Upon seeing me drink yet another cup of coffee earlier this week, my mom casually remarked, “You’re becoming like your dad.” I did not know what to make of that at the time.

Over time, I had mistaken it for the lack of intimacy in my life, a less-than-fulfilling career, the significant responsibility of parenthood, the immense pressure to succeed, and other dopplegangers of the life-threatening disease of loneliness. But it is only today, that I realized that in an uber-connected, fast-paced world of Skypes and flying fingers, I was degenerating due to lack of deep human contact –the kind that came so naturally to my father, as a parent.

And only as a result of this, did I realize that in my father’s last years, it was not the diabetes, heart issues, and enfeeblement that killed him; rather, it was his requests for company being met by silence, the busyness of his children, the din of childbirths and marriages around him, the constant flurry of tasks and the celebration of anything and everything but the life he had been living. He had slowly lost the desire to fully live each day though ironically, death was not what he had wanted either.

His most solid companion was a cigarette, a habit he had taken up in his memorable youth in Pakistan. However, that, in its own right was a curse, his lungs liquefying at death.

When I used to tell him to quit, his answer was consistent, “I will … tomorrow.” Tomorrow – as for so many other things – never came.

The sad part is that I never did notice when he stopped asking for us to come near, or hugs. I blamed it on his illness, assumed he had just gotten quieter – that he needed the rest. And little did I realize that he had lost the ability to ask for a reason.

We had always shared something very intimate in common: a love for stories. He would read with me every evening after work, until I reached high school. We would jot down all of the words I did not know and look them in a red Merriam Webster dictionary, which sit on his side table. In my pre-teen years, I became the type of girl who would lock herself in the closet or bathroom to finish a book in peace.

I have always connected with my father through my mind, in fiction.

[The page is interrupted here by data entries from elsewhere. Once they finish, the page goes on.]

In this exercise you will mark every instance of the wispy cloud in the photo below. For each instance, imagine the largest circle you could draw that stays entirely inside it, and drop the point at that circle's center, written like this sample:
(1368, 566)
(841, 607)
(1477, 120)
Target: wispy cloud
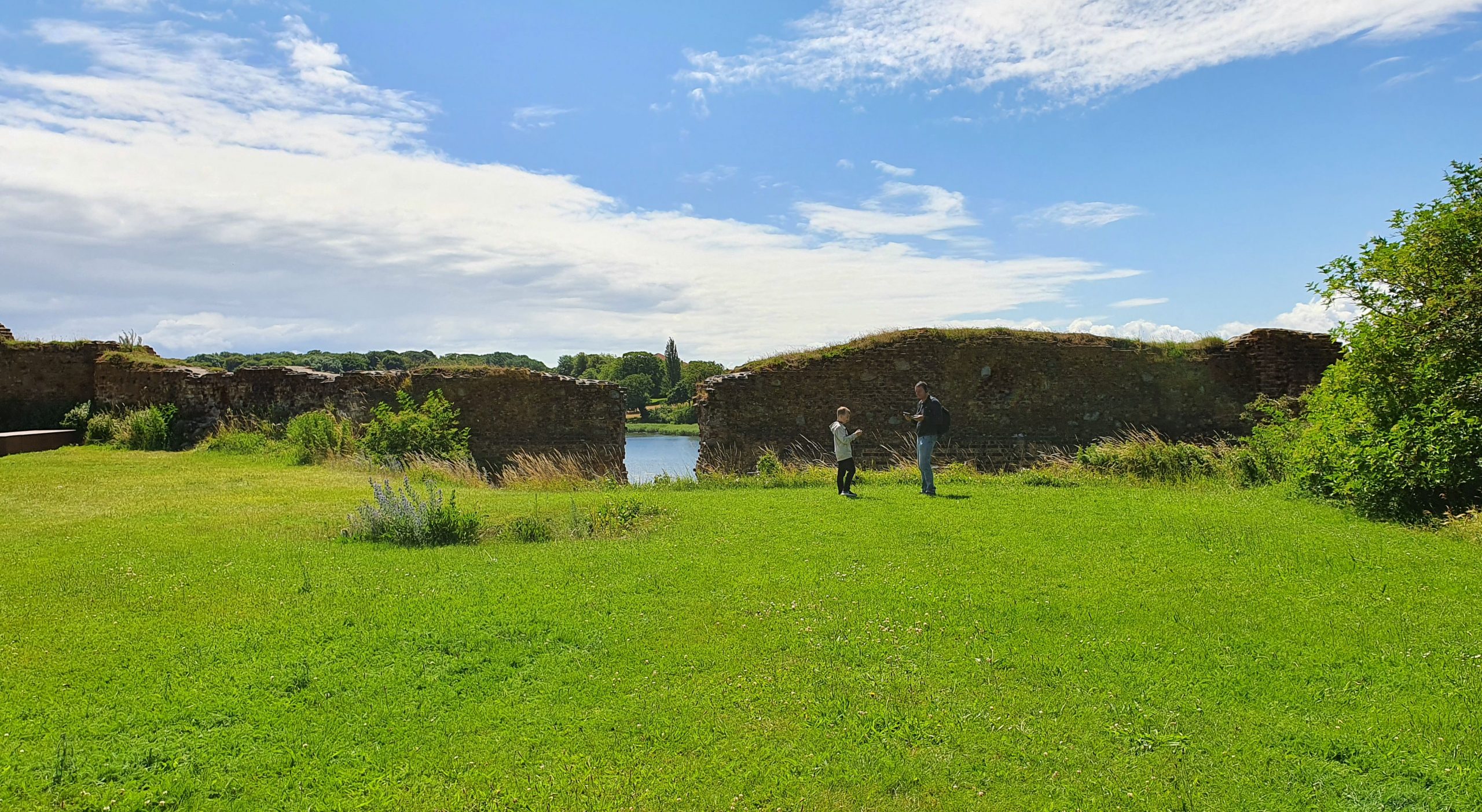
(537, 117)
(709, 177)
(279, 200)
(900, 210)
(1069, 51)
(699, 104)
(1401, 79)
(1091, 215)
(1386, 61)
(130, 6)
(893, 171)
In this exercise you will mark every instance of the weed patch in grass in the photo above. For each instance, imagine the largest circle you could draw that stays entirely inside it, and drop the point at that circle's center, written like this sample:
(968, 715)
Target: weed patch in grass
(412, 516)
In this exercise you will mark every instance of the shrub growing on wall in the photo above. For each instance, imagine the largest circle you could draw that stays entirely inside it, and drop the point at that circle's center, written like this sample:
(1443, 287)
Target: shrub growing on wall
(149, 429)
(424, 429)
(316, 436)
(1395, 429)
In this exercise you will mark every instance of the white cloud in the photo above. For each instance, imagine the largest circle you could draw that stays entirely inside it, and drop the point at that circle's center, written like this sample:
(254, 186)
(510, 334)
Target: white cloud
(900, 210)
(697, 104)
(215, 329)
(1386, 61)
(1093, 215)
(1407, 76)
(1142, 329)
(214, 192)
(710, 177)
(535, 117)
(131, 6)
(1312, 316)
(893, 171)
(1068, 49)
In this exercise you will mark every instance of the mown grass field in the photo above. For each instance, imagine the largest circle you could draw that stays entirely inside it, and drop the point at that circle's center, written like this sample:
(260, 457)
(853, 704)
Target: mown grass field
(187, 631)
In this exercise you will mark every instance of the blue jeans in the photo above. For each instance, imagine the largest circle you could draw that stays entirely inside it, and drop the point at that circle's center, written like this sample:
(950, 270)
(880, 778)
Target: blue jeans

He had been the editor of the paper at his large university in Pakistan. However, in the US, for economic reasons, his career took a turn to finance. He never did get to tell his stories to anyone.

I have so many questions about his life, such unfinished business.

He passed away only a few days after Father's Day. So, although some people think that it is "just a day in the year", and ask why cannot everyday be one of appreciation; there is probably a reason that we set aside a particular day to make it happen.

As for me, it had been ages since someone had held my hand in conversation. I never did take or have a proper space to grieve my father’s death, as given is so many traditions. I had funeral sex.

And I could not recall the last time that I had been wrapped in unconditional love, even as I witnessed my father’s clean body wrapped in white funeral cloth, before he was forever buried. I was a few days too late.